Pandit Jawaharlal Nehru was a democrat. He gave sufficient freedom to his ministers to run their ministries, but Mrs Gandhi's cabinet didn't have that luxury. She was called the only 'man' in her cabinet; the rest were mere rubber stamps.
Modi's cabinet and its functioning reminds me of Mrs Gandhi. No minister has any power to take decisions. Nothing moves without the nod of the PMO. The PMO has become a supra-ministerial body.
Mrs Gandhi was very insecure, and never trusted anybody. Powerful ministers and leaders with mass appeal were cut to size, and sycophants were promoted to the top echelons of power.
Her insecurity gave birth to the Sanjay Gandhi phenomenon - which grew as a monster, and finally proved to be the cause for her downfall in 1977.
How powerful was Sanjay? I'll illustrate this with a story.
IK Gujral was the Information and Broadcasting Minister in the 1970s. Sanjay was not happy with his performance, as Doordarshan and All India Radio was not promoting him enough.
Sanjay gave certain instructions to him, which the future PM refused to pay heed to, telling him instead: "I don't report to you."
Though Mrs Gandhi was very fond of Gujral, but she removed him the very next day, and replaced him with Vidya Charan Shukla, Sanjay's chamcha.
Unlike Mrs Gandhi, Modi has no family. But Amit Shah can be considered his closest confidant. He is like a mix of Sanjay and VC Shukla. Shah has been to jail in a fake encounter case, and the SC had asked him not to enter Gujarat a few years back. But now, Shah is calling the shots. Like Sanjay, he too strongly believes in power politics.
It's not an accident that on the day Modi was anointed the BJP's PM candidate, Advani wrote a letter then-party president Rajnath Singh, stating that the party had moved away from the path of Atal Bihari Vajpayee, Syama Prasad Mookerjee and Deen Dayal Upadhyaya.
Advani is known as somebody who doesn't speak out of turn. He had also written that the party is out to fulfill the ambitions of one man.
Naidu's recent statement reflects that the BJP has moved a long way in the last two years. Senior leaders have surrendered to Modi. The PM is no longer the first among the equals, as prescribed in the Constitution. He has become the democratic monarch. For their survival, these leaders have no other option but to bow before him.
During Mrs Gandhi's time too, senior leaders had resisted her rise in the initial years, but all of them were later shown the door or made ineffective. After 1971, she was left with no challenger but chamchas, and those who were powerful, like Babu Jagjivan Ram, reconciled to their fates and waited for the opportune moment to leave the party.
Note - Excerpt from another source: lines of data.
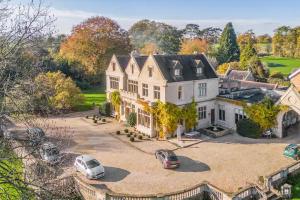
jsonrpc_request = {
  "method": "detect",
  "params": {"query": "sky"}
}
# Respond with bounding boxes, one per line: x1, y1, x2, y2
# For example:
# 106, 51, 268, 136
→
14, 0, 300, 35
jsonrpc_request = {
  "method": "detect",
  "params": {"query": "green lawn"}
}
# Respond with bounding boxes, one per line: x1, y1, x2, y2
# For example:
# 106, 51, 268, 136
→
0, 145, 34, 199
288, 175, 300, 200
75, 87, 106, 111
261, 56, 300, 75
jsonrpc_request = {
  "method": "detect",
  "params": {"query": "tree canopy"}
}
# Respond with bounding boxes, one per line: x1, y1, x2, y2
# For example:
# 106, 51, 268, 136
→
217, 22, 240, 64
60, 17, 131, 83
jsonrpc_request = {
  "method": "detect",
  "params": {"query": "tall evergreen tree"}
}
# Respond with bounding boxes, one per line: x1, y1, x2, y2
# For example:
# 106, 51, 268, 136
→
240, 40, 257, 70
217, 22, 240, 64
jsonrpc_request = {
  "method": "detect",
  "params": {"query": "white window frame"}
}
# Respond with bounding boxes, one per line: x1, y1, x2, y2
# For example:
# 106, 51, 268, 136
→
198, 83, 207, 97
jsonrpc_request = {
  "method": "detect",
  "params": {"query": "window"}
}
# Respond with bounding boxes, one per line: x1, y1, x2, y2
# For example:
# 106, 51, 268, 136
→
198, 106, 206, 119
234, 108, 246, 123
148, 67, 153, 77
109, 77, 119, 90
128, 80, 138, 93
131, 64, 134, 74
197, 67, 202, 74
219, 105, 225, 121
138, 109, 150, 128
112, 62, 116, 71
198, 83, 207, 97
177, 86, 182, 100
142, 83, 148, 97
174, 69, 180, 76
153, 86, 160, 99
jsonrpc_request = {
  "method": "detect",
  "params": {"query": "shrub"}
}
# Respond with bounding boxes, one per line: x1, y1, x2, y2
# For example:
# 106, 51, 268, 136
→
130, 136, 134, 142
99, 102, 112, 117
127, 112, 136, 127
236, 119, 262, 138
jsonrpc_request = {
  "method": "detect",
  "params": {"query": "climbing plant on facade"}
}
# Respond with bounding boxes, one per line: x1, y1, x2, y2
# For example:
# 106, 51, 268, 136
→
110, 91, 122, 119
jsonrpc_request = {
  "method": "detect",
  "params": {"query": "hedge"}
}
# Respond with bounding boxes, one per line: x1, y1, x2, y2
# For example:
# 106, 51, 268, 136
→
236, 119, 262, 138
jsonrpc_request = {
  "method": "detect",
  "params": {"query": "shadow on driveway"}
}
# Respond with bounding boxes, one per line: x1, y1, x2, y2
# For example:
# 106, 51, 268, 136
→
176, 156, 210, 172
101, 166, 130, 182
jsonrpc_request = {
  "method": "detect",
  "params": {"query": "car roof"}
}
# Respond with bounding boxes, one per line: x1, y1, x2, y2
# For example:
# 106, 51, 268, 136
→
42, 142, 57, 149
157, 149, 175, 156
76, 155, 96, 162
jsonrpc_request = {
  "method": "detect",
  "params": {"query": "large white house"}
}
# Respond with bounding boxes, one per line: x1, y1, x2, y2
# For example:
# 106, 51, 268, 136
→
106, 53, 300, 137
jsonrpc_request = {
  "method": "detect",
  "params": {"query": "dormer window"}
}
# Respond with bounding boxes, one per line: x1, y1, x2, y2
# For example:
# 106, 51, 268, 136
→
174, 69, 180, 76
197, 67, 202, 74
112, 62, 116, 71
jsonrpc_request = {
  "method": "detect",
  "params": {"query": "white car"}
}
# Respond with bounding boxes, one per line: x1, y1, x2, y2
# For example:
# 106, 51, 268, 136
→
74, 155, 105, 179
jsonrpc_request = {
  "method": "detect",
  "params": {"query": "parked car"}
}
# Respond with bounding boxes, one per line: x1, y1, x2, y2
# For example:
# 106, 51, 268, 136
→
74, 155, 105, 179
155, 149, 180, 169
283, 144, 300, 160
39, 142, 61, 165
26, 127, 45, 146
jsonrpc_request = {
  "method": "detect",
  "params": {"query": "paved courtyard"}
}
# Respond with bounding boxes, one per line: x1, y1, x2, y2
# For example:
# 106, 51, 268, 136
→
32, 113, 300, 194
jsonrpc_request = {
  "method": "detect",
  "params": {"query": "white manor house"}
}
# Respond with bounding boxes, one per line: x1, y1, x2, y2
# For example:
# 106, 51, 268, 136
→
106, 53, 300, 137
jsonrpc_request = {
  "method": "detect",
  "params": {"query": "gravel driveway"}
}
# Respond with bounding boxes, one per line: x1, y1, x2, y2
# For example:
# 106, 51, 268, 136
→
38, 111, 300, 194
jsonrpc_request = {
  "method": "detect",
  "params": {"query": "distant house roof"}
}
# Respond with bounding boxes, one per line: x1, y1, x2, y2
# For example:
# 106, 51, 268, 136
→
153, 54, 218, 82
224, 69, 254, 81
116, 55, 130, 70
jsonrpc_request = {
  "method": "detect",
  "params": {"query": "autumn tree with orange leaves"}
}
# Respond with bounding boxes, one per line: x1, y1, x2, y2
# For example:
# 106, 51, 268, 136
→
59, 17, 131, 84
180, 38, 208, 54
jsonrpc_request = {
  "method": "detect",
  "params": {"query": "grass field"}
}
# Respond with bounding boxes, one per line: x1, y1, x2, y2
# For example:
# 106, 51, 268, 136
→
261, 56, 300, 75
75, 87, 106, 111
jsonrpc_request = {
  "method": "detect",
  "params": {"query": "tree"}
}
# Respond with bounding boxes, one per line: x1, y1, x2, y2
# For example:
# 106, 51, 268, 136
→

History will repeat in a similar fashion in the BJP. Within a few years, I will be surprised if the present top leaders still continue in the cabinet, provided the BJP does not lose many more Assembly elections.
Mrs Gandhi remained a monarch as long as she could win elections for the Congress. When she lost in 1977, the Congress split into two, with Brahmanand Reddy forming his own Congress.
Unlike the Congress, Modi has one more impediment, and that is the RSS. It will prefer a weakened Modi to a monarchical Modi, and motivated men from the organisation instead of sycophants.
Naidu's words will be heard many times in the future, in many voices, but will the RSS let them echo endlessly? One thing is for sure - that the slide has begun. If today, the Congress is a shambles, it is thanks to what Mrs Gandhi started. Will the BJP/RSS learn from that history?